Noah Shachtman has a rather dour take on the utility of Israel's new media engagements in the wake of the flotilla fiasco:
The Israeli government is hoping YouTube and Twitter can help restore its reputation after a botched raid on a Gaza-bound flotilla killed nine people. Don’t get your hopes up, Bibi. There’s only so much a technological tactic can do after such a big strategic blunder. Besides, the folks on those ships had camera phones, too.
Every few hours, the Israeli Defense Forces are uploading to YouTube a new video meant to demonstrate that their troops acted responsibly — and that the people in the “Free Gaza” flotilla were the hostile ones.
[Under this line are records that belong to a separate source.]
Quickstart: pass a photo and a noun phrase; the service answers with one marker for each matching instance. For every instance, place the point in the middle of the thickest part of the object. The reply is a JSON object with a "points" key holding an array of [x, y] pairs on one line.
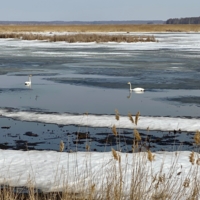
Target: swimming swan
{"points": [[28, 83], [136, 89]]}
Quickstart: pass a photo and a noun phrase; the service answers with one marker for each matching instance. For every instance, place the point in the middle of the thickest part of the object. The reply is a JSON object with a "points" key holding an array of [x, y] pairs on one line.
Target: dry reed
{"points": [[114, 130], [116, 114], [62, 146], [137, 117], [130, 117]]}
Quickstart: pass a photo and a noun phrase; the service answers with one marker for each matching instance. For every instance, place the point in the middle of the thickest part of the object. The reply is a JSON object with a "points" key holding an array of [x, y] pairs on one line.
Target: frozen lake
{"points": [[92, 78]]}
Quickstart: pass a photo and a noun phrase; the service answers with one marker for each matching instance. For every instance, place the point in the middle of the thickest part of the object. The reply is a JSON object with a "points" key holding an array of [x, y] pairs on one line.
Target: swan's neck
{"points": [[130, 86]]}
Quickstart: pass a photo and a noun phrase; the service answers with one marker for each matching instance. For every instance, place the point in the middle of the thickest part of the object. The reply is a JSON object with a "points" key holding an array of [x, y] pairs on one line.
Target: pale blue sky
{"points": [[97, 10]]}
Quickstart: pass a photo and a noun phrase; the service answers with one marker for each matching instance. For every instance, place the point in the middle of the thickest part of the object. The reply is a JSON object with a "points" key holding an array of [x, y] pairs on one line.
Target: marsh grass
{"points": [[101, 28], [144, 183], [80, 37]]}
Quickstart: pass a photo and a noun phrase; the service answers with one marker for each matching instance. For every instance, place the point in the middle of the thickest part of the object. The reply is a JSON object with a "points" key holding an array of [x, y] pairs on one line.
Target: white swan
{"points": [[28, 83], [140, 90]]}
At around 10 p.m. local time Monday night, it was footage taken by IDF naval boat showing the passengers beating up Israeli troops. An hour later, it was a clip of the “knives, slingshots, rocks, smoke bombs, metal rods, improvised sharp metal objects, sticks and clubs” found on board the Mavi Marmara. About two hours ago, the IDF showed how it was unloading “humanitarian cargo” from the ships and into Gaza. In between, the IDF is providing a stream of Twitter updates and blog posts to reinforce its position.
But no one — not even the Israeli military — seems to think it’ll make much of a difference in the international tide of ill will following the raid. "We know one thing for sure, in the media we are going to lose the war anyhow," Shlomo Dror, a spokesman for Israel’s Defense Ministry, told the Christian Science Monitor. “It doesn’t matter what we do.”
Dror might be right. But that doesn't mean Israel can afford to sit out the PR fight, especially when Hezbollah and Hamas are so adept at explioting suffering.
The IDF's use of new media gadgets is a 180 degree turnaround from prior PR disasters -- snafus that could have easily been avoided with a combat cameraman and a Twitter feed. In the immediate aftermath of the flotilla pacification, IDF spokespeople flooded YouTube and Twitter with videos, metrics and data (like how much aid moves into Gaza daily via Israeli checkpoints), and even directly contradicted some of the more virulent anti-Israel propaganda inundating cyberspace. This wasn't insignificant. Had the IDF failed to publish the video of their commandos being attacked by murderous activists (swiftly posted by McCormack here on the blog hours after the ship's seizure), the current narrative could have been completely different.
Savvy PR utilization can be a game changer, and I think -- at least in the this instance -- the IDF has finally wised up.